The Marx/Engels Collected Works is the largest collection of translations of the complete works of Karl Marx and Frederick Engels covering the period 1835-1895. The 50 volumes contain all the written works of Marx and Engels including formerly unpublished manuscripts and letters. The volumes are organised into three groups: (1) philosophical, historical, political, economic and other works, in chronological order; (2) Marx’s Capital with his preliminary versions and works directly connected with it, particularly the Economic Manuscripts of 1857-58, better known under the editorial heading Grundisse der Kritik der Politischen Okonomie ; (3) the letters of Marx and Engels which are extremely rich in theoretical content and provide an indispensable source for the study of the biographies of Marx and Engels. This digital collection gives scholars access to the complete oeuvre in a fully searchable format.
Volume 8 contains Marx and Engels writings from November 8, 1848 to March 5, 1849. This is the second of three volumes (volumes 7-9) covering the period of revolutions in 1848 and 1849. Marx’s articles “The Crisis in Berlin”, “Counter-revolution in Berlin” and “The Bourgeoisie and the Counter-Revolution”, and his speech at the trial of members of the Rhenish District Committee of Democrats, contain an analysis of the course of the revolution in Germany from which he drew important theoretical generalisations and conclusions.
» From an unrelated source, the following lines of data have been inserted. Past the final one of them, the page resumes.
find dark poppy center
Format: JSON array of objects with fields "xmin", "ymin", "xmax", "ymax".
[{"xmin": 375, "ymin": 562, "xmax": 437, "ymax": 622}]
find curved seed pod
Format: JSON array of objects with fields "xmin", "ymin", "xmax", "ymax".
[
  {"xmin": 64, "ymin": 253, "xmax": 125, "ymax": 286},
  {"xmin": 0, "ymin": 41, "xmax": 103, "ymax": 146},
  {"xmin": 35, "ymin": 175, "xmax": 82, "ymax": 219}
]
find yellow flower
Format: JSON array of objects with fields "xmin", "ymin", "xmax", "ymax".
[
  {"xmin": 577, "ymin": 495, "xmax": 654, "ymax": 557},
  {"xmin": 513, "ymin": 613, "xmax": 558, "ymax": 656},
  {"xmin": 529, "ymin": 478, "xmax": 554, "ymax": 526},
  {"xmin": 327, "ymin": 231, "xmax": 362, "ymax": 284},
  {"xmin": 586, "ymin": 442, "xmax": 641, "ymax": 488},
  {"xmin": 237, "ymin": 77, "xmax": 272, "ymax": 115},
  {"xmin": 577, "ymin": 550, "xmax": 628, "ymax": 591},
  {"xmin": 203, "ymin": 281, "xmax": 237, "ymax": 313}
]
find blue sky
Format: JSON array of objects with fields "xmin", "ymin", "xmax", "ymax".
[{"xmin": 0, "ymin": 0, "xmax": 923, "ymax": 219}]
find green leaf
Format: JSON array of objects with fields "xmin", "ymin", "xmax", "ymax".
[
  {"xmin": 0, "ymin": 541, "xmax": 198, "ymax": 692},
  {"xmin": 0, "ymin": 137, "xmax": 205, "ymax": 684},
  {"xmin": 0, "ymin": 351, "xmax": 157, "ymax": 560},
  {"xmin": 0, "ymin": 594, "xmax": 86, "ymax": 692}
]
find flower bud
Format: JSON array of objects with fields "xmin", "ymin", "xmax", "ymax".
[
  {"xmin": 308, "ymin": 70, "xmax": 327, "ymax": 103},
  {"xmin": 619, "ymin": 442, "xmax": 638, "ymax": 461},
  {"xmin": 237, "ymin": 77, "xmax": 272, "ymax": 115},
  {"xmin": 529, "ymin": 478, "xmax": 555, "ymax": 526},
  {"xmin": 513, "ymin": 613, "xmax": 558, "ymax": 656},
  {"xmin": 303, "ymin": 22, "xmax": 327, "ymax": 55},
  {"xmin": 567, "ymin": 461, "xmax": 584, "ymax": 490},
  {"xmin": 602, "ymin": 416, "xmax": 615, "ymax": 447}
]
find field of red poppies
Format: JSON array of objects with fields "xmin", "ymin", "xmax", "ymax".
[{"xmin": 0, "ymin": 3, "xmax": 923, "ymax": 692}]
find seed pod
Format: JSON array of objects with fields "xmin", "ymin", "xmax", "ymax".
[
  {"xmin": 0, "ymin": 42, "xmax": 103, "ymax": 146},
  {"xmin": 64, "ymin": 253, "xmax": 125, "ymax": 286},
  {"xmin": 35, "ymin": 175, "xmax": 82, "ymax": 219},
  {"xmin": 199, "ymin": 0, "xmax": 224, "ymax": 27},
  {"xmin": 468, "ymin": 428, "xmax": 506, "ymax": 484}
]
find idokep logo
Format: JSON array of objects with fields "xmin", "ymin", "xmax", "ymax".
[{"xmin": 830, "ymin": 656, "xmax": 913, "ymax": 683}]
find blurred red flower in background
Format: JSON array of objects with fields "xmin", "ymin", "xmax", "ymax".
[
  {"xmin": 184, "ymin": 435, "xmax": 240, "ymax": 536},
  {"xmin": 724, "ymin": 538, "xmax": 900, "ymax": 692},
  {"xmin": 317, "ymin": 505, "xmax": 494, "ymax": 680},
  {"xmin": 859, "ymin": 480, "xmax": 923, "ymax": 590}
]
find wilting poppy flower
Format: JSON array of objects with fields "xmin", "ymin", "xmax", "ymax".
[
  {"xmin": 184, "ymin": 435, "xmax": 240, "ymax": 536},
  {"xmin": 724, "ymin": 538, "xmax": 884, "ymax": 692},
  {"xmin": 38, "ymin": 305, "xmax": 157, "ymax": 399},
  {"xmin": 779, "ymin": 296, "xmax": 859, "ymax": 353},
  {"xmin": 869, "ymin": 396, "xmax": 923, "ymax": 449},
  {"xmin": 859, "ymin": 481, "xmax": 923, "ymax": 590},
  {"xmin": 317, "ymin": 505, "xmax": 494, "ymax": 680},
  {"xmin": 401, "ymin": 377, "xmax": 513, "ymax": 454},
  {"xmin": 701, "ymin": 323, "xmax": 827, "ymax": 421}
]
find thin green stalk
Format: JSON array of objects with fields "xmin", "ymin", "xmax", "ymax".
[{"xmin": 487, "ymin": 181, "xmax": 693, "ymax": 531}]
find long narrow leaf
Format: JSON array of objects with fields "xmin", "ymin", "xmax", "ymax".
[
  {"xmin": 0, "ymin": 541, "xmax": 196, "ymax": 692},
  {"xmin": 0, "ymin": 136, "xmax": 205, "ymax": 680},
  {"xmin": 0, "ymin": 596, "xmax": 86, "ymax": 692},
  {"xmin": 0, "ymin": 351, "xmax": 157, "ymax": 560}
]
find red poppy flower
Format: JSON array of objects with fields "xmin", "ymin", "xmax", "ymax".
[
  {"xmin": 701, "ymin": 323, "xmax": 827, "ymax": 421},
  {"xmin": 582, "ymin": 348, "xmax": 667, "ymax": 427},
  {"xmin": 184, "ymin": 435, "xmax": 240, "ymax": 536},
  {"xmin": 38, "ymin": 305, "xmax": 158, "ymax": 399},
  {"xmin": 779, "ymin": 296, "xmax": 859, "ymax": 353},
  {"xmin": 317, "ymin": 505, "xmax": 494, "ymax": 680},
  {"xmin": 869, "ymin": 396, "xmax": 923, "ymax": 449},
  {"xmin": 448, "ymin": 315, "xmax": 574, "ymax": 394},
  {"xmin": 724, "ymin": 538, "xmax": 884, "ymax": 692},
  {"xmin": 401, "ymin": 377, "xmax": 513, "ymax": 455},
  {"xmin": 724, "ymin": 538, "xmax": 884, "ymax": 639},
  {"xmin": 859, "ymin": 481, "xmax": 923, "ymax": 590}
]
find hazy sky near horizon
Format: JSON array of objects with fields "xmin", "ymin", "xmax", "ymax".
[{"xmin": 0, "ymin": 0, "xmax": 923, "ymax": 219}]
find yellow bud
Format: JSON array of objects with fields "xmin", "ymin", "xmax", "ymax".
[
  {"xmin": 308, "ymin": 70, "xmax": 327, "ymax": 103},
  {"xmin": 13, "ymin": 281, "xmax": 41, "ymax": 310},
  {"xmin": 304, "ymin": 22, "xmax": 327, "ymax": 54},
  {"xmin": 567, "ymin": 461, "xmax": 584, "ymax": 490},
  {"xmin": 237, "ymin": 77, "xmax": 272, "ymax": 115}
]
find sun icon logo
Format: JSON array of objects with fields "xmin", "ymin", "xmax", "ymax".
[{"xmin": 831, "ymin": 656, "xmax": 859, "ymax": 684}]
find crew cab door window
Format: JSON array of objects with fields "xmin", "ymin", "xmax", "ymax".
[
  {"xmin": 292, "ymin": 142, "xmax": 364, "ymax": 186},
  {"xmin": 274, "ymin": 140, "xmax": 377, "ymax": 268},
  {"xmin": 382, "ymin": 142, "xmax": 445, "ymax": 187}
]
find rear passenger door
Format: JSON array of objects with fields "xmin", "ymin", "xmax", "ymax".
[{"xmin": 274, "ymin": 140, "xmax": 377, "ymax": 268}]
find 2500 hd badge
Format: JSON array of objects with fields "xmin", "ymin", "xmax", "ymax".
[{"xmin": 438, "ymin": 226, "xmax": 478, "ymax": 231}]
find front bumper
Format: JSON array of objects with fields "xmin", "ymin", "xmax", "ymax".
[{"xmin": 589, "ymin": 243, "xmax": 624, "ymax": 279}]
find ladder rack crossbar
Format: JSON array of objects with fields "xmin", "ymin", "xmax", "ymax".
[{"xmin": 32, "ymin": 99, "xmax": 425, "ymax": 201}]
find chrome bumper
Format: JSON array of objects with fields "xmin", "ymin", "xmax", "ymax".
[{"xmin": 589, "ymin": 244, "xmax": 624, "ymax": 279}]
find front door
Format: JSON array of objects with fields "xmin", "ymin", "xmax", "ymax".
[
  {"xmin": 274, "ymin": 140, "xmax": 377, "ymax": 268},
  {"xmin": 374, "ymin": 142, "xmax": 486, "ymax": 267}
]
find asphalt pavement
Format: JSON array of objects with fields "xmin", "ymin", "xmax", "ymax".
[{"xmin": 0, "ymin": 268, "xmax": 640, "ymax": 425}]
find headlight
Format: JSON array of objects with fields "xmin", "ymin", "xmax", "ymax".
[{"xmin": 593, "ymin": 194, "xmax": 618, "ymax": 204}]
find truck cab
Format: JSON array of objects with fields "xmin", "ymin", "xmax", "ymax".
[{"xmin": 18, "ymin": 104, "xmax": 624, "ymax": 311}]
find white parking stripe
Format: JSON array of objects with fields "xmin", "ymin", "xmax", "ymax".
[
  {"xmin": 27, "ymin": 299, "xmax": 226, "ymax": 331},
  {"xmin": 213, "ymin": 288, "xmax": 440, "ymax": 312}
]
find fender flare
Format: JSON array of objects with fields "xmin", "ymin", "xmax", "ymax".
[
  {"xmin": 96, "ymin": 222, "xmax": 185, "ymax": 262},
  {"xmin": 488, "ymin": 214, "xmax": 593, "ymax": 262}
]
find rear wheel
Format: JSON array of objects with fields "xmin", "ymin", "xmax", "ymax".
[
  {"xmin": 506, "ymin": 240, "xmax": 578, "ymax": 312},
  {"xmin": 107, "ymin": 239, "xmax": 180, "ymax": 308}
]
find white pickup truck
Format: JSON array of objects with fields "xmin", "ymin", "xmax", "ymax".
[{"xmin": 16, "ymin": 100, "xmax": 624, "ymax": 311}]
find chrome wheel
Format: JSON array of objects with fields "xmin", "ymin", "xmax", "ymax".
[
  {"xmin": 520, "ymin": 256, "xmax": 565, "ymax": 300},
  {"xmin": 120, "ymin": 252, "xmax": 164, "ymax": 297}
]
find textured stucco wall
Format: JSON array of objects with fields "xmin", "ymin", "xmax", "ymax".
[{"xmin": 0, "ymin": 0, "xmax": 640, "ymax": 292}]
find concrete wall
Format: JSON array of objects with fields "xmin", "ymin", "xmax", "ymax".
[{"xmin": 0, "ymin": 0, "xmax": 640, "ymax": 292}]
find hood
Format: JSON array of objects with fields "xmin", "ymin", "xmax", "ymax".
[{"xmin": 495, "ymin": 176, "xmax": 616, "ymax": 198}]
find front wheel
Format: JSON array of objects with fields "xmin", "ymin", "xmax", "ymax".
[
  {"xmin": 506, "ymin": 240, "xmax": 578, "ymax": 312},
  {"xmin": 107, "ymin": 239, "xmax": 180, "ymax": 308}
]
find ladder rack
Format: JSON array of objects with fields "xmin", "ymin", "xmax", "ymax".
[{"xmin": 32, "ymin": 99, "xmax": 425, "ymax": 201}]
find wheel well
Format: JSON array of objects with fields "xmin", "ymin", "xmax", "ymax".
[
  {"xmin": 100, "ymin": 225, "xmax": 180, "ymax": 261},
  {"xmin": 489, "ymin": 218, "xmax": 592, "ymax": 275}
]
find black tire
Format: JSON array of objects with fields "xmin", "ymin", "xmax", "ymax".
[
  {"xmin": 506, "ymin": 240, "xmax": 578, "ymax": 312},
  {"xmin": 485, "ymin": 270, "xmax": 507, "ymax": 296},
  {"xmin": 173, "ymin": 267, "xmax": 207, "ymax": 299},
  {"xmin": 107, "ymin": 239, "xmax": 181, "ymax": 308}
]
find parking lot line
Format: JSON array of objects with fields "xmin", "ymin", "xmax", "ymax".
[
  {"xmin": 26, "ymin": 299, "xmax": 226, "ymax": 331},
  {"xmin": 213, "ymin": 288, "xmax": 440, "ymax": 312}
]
Many articles of Marx and Engels deal with the revolutionary movement in Italy and Hungary. The volume includes a group of articles and reports by Engels about the national liberation struggle of the Hungarian people: he gave a blow by blow account of the military operations and his predictions of their development were confirmed by subsequent events.
Much of the material in this volume reflects the struggle waged by Marx and Engels to rally the revolutionary-democratic forces in Germany after the counter-revolutionary coup d’état in Prussia in November-December 1848.